In practice, broad fair-use training privileges those who can afford compute, data engineering, and distribution. It may reduce one barrier (permission), while entrenching another (capital). So the “startups benefit” argument can ring hollow unless coupled with commitments that actually broaden participation—open research datasets, enforceable provenance norms, shared evaluation infrastructure, and limits on platform capture.
Pros and cons of the initiative (for policymakers, creators, and the AI ecosystem)
Pros
Clear public narrative that fair use has historically enabled technology progress and that rigid permission regimes can choke innovation.
Technically literate explanation that helps correct the simplistic “LLMs are just databases of pirated books” claim.

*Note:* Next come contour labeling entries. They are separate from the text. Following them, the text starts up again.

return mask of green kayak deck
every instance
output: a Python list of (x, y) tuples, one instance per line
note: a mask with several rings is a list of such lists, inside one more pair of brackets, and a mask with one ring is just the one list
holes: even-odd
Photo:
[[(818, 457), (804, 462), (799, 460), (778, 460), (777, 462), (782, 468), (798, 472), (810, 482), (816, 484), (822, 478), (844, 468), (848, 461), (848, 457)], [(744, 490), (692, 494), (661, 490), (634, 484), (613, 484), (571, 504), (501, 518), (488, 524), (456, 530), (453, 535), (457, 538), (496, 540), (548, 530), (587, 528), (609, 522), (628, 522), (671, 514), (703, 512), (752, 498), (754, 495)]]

A coherent legal theory for treating training as transformative and non-substitutive—useful for courts and policymakers who want continuity with search/indexing precedents.
Pushback against disclosure maximalism that ignores trade-secret realities and could produce security risks or performative compliance rather than meaningful accountability.
Cons
Over-communications risk: it reads like a campaign to declare training lawful rather than earn legitimacy through safeguards.

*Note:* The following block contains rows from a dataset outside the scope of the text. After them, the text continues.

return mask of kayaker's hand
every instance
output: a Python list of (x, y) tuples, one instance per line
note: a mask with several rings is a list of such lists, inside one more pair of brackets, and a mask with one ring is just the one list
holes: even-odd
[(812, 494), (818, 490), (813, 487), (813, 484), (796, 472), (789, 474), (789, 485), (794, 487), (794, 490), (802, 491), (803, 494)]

Thin engagement with provenance and consent, which are the pressure points that will define public trust and legislative appetite.
Underdeveloped accountability posture: acknowledges memorization/regurgitation but doesn’t translate that into enforceable commitments.
Political economy blind spot: “fair use creates a level playing field” can be perceived as a fig leaf for large-scale value capture by compute-rich incumbents.
Jurisdictional mismatch: framing fair use as the durable solution ignores cross-border compliance realities and will provoke backlash outside the U.S. policy ecosystem.
What they might want to communicate instead (if the goal is legitimacy, not just victory)
If I, ChatGPT, were advising the initiative, I’d keep the “innovation” case—but I’d add the missing governance spine. Concretely, they could communicate:
“Fair use is not a blank check.”
Say explicitly that fair use depends on facts, and that responsible developers should meet a baseline: provenance discipline, anti-memorization controls, and redress pathways.“We support provenance at scale—without forcing full dataset disclosure.”
Advocate for verifiable transparency (auditable disclosures, secure third-party review, standardized dataset documentation, hashed registries) rather than “publish the full corpus.”“We support opt-out signals that actually work.”
Not as a moral concession, but as a stability mechanism: machine-readable signals reduce conflict, reduce lawsuits, and reduce regulatory overreach.“We will separate ‘lawful training’ from ‘dirty sourcing.’”
Make a bright-line distinction between training on lawfully accessed content vs. pirated/shadow-library corpora, and back it with operational commitments (vendor due diligence, dataset hygiene standards, exclusion lists, traceability).“We want a sustainable creative economy alongside AI.”
If their messaging continues to treat creators primarily as obstacles, they’ll invite a political coalition against them. They need a positive program: licensing pathways where appropriate, revenue-sharing experiments, attribution/provenance improvements, and sector-specific norms (e.g., for textbooks, reference works, medical content).“We’ll measure substitution risk.”
Move beyond doctrinal assertions and commit to empirical evaluation: where do model outputs reduce demand for the originals, and what mitigations reduce that effect?
That alternative messaging doesn’t surrender the fair-use argument. It stabilizes it—by acknowledging the real failure modes that drive backlash: provenance rot, accountability gaps, and asymmetric value capture.